4. Ich bin bisschen skeptisch wie ich wo welchen AGB am besten im Gehäuse verbauen soll. Online habe ich nur das hier gefunden, das würde mir sehr zusagen, ich stell mir das aber sehr schwierig beim befüllen vor...wie macht man das mit liegendem AGB?

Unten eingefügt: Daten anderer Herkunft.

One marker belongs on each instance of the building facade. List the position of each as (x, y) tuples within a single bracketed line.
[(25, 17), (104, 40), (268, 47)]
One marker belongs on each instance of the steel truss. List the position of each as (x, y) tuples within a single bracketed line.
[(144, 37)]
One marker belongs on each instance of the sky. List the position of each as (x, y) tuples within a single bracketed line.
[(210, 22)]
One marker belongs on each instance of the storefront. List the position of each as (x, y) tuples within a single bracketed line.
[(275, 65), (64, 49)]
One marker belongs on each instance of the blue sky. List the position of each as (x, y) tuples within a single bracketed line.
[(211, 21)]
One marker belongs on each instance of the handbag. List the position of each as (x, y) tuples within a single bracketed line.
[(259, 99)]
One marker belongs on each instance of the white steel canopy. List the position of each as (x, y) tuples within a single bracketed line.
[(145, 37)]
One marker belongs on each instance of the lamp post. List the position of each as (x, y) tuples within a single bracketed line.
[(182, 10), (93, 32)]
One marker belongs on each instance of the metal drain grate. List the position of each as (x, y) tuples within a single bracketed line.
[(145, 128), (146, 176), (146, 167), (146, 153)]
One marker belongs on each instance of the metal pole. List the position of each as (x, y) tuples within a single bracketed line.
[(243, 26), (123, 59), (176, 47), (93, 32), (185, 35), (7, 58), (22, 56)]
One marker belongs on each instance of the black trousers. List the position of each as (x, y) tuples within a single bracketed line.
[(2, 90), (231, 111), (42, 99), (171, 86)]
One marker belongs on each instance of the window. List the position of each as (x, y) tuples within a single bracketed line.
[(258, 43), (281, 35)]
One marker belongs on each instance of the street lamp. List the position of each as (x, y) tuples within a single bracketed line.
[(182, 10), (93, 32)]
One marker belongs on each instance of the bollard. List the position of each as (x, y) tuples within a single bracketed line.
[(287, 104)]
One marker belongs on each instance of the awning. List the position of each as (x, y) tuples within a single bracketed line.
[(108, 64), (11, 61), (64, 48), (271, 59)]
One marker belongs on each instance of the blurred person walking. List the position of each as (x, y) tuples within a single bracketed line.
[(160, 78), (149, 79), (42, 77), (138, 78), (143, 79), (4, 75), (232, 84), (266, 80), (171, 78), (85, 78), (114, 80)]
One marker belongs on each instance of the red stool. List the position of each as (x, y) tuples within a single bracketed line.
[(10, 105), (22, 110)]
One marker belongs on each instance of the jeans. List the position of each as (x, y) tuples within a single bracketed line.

5. Welchen Nachteil hat ein kleineres Reservoir außer das das Befüllen schwieriger wird?

Danke für eure Hilfe!


----------



## DerFakeAccount (22. April 2015)

*AW: Meine erste Wakü?*

Also ich würde mir an deiner Stelle gleich ein Set kaufen, ob von EKWB oder Phobya oder von wem auch immer, du hast sofort eine gute Pumpe, und gleich eine richtige Wasserkühlung, nicht so ein halbgares AiO-erweiterungs Set.
z.B.
https://www.caseking.de/shop/catalo...ks-Wasserkuehlung-Set-EK-KIT-L240::22422.html
https://www.alternate.de/Phobya/Pur...sserkühlung/html/product/1174717?tk=7&lk=8290

Das sind jetzt 2 240er Varianten, gibt es natürlich auch größer oder kleiner


----------



## Joker_54 (22. April 2015)

*AW: Meine erste Wakü?*

Wenn du es wirklich günstig haben willst, wäre das Kit von Magicool auch sehr brauchbar.
Ich bin am Ende davon abgekommen, weil es farblich nicht gepasst hat, die Grundkomponenten sind bei mir aber die gleichen (Ausser CPU Block, da war der Kryos Delrin vom P/L einfach besser) und wirklich gut für den Anfang.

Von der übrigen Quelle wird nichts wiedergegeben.